Essere arbereshe o amare gli Arberesh o abitarli. Io li abito, ho eredità, li amo. Ma non basta. Per realizzare una progettualità bisogna andare oltre.
Soprattutto bisogna necessariamente andare oltre ciò che si chiama accademia.
Restare dentro il pensare e il pensiero che è lingua, linguaggio, parola.
È fondamentalmente cercare di legare/intrecciare tradizione, religiosità, storia con la letteratura che è alla base di una espressione linguistica, con le arti che sono manifestazioni complesse e articolate con i segni tangibili della creazione di una civiltà, con il rito che lega il tempo dell’Oriente con l’Occidente.
Tutto questo passa inevitabilmente sotto un modello che è dimensione antropologica. Il bene culturale immateriale necessariamente deve fare i conti con il patrimonio culturale materiale.
La letteratura e la lingua in quanto immateriali del bene si confronta necessariamente con le chiese, con la ghitonia, con le strutture e i reperti. I camini e il Bizantino delle chiese sono beni immateriali.

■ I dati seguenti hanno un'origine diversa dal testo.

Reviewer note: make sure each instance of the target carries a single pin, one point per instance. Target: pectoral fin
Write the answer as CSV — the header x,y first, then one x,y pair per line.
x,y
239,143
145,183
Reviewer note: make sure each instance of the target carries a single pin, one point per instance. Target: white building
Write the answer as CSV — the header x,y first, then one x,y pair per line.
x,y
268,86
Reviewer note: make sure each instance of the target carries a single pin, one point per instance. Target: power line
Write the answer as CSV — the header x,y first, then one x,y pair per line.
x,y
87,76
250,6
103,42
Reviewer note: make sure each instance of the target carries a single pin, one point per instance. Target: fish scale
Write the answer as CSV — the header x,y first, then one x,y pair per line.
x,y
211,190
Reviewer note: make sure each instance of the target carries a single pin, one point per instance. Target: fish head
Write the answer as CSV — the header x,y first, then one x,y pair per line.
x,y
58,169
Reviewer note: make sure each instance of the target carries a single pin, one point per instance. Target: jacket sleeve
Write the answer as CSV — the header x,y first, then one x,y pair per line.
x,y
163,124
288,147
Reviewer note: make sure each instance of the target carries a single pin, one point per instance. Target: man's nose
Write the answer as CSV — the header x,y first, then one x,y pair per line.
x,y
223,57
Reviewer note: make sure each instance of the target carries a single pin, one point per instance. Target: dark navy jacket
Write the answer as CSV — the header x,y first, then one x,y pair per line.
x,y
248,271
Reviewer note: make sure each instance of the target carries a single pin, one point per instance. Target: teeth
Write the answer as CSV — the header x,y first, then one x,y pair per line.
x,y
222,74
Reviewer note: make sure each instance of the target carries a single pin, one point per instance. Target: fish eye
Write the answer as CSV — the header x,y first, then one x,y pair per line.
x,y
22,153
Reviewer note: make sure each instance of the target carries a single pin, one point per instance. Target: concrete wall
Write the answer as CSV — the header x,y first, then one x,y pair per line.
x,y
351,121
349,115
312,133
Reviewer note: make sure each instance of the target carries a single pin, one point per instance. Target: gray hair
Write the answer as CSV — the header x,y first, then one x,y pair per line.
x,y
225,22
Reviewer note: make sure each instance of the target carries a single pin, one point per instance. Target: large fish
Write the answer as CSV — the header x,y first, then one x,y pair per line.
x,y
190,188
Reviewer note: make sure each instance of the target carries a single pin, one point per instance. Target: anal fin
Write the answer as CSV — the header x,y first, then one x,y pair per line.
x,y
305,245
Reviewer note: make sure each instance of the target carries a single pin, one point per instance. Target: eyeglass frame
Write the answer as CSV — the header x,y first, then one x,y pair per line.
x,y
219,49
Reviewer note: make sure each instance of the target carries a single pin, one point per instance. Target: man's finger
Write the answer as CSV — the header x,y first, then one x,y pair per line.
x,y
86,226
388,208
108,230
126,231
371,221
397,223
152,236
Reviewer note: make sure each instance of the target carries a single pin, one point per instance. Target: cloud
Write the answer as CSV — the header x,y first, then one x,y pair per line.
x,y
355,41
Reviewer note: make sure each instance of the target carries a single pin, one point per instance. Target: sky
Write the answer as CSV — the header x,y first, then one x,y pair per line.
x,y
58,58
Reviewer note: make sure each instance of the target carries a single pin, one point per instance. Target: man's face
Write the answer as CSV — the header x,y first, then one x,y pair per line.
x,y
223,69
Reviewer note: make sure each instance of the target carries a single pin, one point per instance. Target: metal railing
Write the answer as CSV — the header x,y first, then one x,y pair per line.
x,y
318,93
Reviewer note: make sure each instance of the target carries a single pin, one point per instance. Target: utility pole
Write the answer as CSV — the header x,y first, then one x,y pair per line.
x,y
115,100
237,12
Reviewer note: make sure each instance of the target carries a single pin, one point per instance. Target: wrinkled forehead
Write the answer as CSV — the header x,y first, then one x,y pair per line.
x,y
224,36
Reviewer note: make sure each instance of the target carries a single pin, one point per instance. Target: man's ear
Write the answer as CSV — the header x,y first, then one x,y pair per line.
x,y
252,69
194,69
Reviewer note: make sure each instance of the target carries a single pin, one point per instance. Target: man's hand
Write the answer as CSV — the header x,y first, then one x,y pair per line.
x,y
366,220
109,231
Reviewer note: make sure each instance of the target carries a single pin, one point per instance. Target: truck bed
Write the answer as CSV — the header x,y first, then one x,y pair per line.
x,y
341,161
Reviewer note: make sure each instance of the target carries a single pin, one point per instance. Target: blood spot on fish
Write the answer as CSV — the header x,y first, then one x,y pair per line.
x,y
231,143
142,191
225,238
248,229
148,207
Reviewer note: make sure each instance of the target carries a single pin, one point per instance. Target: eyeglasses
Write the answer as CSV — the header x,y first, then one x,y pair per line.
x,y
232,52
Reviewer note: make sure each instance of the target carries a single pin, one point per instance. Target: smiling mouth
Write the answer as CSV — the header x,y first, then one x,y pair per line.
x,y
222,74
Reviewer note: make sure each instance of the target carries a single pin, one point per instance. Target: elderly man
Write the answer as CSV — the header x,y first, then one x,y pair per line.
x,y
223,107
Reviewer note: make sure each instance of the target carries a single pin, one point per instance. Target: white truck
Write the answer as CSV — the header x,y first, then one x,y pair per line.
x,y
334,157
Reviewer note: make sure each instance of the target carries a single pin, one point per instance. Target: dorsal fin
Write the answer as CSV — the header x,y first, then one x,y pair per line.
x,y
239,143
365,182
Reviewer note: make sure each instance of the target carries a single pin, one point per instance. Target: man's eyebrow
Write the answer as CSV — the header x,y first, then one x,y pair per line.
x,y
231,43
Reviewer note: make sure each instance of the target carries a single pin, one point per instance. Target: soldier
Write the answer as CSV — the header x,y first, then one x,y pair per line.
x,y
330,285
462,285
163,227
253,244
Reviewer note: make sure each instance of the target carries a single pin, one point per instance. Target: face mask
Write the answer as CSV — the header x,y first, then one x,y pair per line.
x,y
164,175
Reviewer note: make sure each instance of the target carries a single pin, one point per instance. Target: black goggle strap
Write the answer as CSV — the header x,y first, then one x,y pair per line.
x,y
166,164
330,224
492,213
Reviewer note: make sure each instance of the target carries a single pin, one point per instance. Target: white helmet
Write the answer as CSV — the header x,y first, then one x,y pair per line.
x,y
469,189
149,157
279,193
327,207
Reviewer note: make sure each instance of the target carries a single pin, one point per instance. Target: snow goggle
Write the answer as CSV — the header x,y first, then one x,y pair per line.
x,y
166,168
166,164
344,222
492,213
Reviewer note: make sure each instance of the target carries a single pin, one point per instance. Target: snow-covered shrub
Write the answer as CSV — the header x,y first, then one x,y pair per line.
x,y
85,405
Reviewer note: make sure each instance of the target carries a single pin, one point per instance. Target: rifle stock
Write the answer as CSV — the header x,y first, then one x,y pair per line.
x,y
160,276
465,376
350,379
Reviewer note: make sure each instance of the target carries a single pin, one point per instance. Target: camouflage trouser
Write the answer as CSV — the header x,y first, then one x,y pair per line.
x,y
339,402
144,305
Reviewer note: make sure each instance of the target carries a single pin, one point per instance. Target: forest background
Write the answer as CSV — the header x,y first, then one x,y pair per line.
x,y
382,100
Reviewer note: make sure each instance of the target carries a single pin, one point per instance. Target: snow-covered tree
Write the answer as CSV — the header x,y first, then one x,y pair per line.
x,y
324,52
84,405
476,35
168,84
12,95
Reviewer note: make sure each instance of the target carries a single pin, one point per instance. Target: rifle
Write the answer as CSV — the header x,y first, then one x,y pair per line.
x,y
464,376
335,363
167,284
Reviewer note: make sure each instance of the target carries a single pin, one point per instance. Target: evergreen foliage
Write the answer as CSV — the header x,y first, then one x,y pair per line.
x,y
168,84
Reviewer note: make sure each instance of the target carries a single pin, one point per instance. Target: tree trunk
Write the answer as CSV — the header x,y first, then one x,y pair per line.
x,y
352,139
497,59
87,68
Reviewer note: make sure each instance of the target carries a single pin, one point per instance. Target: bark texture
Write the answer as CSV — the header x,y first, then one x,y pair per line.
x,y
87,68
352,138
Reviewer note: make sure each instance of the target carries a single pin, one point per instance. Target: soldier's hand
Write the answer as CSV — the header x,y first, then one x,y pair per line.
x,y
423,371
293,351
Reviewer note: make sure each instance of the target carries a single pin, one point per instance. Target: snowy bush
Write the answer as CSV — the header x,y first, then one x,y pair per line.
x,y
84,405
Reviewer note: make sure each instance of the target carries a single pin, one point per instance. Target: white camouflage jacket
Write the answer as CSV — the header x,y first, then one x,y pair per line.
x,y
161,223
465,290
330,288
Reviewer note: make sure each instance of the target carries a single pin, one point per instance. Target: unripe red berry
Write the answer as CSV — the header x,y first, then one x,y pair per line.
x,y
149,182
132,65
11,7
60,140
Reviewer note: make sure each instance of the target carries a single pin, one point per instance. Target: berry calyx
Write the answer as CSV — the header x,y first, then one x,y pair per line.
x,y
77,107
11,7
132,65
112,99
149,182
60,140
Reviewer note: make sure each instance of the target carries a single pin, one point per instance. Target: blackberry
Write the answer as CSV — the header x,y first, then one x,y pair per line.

Le radici illiriche riportano, chiaramente, a un rapporto archeologico con il mondo balcanico che vive dentro i Mediterranei.
La progettualità in questo caso deve nascere da tre epicentri: biblioteche, archivio, musei. La realtà degli Italo-albanese deve entrare nei percorsi istituzionali ufficiali. Ovvero si ha bisogno di una “rete” nazionale e euro-internazionale di tali forme strutturali che diano un senso veramente istituzionale.
Occorre una biblioteca nazionale degli Arberesh, un archivio e in museo che possano raccogliere le testimonianze di una storia e “provocare” modelli di fruizione e valorizzazione. La cultura arbereshe deve essere la rappresentazione di un bene culturale tra il materiale e l’immateriale. Un “esercizio” che deve permettere di andare oltre le sette/otto regioni dove risiedono gli Arberesh.
Otto perché? La Legge del 1999 andrebbe ritoccata. Il Piemonte ha inaugurato forte componente/nucleo di italo-albanesi. La questione della lingua va riconsiderare sul piano di una logica puramente linguistica. Bisogna fare in modo di creare una koinè unica pur e nonostante le forme varie di “parlate” locali. Ma lingua italo-albanese deve avere una sua unicità.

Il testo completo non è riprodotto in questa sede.